CA: Building contracts are obviously a key tool for clients in effective risk management of development projects, and housing associations are no exception. My experience is that the majority of direct procured capital projects in the affordable housing space continue to be procured via one of several commonly used industry standard forms of building contract, such as JCT (Joint Contracts Tribunal), NEC (New Engineering Contract) and PPC2000 (Project Partnering Contract for a single project). These contracts can provide some protection to contractors in relation to increased costs and delays caused by issues related to labour and materials. For example, JCT contracts include a right for a contractor to claim an extension of time if the works are delayed by ‘force majeure’ [a contract clause which can change the obligations and/or liabilities of parties when an unforeseeable or extraordinary event occurs].
Our experience is that housing associations, like any developer, are having to enter into negotiations with contractors on matters which, as little as 12 months ago, were unheard of. It continues to be the case that the parties will often include bespoke amendments to these forms of building contract, rather than relying upon the risk profile set out in the standard contracts. The majority of development projects continue to be procured on the basis of amended versions of popular and established industry standard form contracts.

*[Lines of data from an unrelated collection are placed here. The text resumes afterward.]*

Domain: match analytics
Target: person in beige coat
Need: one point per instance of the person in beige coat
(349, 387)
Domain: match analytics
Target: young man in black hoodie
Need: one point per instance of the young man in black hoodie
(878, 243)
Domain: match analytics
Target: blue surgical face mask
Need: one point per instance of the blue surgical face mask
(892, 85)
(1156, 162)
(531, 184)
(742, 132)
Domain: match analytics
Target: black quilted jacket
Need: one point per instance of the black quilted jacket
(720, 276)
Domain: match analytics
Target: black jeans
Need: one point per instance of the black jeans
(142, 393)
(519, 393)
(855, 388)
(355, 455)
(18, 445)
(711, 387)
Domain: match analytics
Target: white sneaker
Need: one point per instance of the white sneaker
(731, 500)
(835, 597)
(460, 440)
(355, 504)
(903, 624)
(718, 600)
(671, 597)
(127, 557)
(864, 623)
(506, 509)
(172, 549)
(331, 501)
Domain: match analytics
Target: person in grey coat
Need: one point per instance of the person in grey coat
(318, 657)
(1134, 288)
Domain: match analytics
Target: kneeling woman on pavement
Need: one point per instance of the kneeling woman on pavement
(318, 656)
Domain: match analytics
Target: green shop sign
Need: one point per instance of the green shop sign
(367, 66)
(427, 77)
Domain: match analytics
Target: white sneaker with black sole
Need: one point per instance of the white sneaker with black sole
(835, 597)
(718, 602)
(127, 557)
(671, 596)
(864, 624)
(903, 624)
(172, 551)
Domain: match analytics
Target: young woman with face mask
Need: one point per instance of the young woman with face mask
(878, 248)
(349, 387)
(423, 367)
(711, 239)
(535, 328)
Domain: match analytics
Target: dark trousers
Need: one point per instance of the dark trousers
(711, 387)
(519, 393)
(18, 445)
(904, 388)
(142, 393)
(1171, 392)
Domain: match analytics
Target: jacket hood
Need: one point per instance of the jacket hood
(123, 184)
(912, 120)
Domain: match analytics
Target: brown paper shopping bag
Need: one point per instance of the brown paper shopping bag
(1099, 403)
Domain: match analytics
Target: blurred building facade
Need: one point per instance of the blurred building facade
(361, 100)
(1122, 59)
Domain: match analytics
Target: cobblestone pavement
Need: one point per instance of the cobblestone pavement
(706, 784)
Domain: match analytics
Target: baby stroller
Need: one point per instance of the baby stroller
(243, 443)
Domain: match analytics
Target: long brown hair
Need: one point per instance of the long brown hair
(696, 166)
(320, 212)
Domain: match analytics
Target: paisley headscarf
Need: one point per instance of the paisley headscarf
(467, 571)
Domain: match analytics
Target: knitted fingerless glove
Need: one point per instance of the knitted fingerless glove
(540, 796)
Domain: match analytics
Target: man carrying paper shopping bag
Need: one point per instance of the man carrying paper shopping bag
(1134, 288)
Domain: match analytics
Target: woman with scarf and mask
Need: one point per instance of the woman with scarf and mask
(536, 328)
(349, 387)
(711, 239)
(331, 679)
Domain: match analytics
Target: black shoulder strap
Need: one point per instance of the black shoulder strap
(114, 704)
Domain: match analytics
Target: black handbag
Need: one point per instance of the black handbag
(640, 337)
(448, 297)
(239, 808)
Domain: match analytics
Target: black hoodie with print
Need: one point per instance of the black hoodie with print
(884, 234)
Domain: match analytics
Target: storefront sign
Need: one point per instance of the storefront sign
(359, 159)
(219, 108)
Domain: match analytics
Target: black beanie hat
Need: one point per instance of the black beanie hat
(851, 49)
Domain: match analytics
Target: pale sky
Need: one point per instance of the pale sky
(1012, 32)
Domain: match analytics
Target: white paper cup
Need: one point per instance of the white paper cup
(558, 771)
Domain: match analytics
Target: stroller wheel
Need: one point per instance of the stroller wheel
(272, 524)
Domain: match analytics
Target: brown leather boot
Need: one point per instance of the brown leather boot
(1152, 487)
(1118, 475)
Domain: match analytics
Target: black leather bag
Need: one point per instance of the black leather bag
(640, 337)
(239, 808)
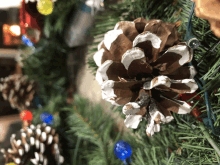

What impact has the COVID-19 pandemic had in regard to negotiation of contracts?
CA: Our sense is that many contractors and subcontractors were left ‘holding the baby’, so to speak, when it came to absorbing the increased costs of reduced efficiency and unproductive working time caused by the pandemic. Naturally, these factors would have been most acutely felt on schemes which were in contract and on site during 2020 and early 2021.
Developers generally took the view that the pandemic was an unprecedented situation and were sympathetic when it came to granting extensions of time. However, cost increases were another matter and the supply chain was left to absorb these costs as best it could.
As with labour and material shortages, contractors are now aware of the need to manage risk by effective negotiation of their contracts in respect of COVID-19-related risks. We are finding that contractors will routinely insist upon their own bespoke clauses being included in contracts in order to address these risks.
What are we likely to see with this situation in the medium to long term?
SHW: Time will tell, but for now it seems as though the prevailing market conditions relating to labour and material shortages will continue for some time. In particular, the labour problem is not something that can be fixed overnight. The skills shortage in construction was well documented even before the double-whammy of COVID-19 and Brexit loomed onto the horizon.
While the demand for new office and retail space has declined, our sense is that the construction sector continues to be buoyed by the significant growth in areas such as residential, infrastructure, logistics and light industrial. We anticipate that the supply chain will continue to insist on bespoke contractual protections until we see the market returning to something like normality, whenever that may be.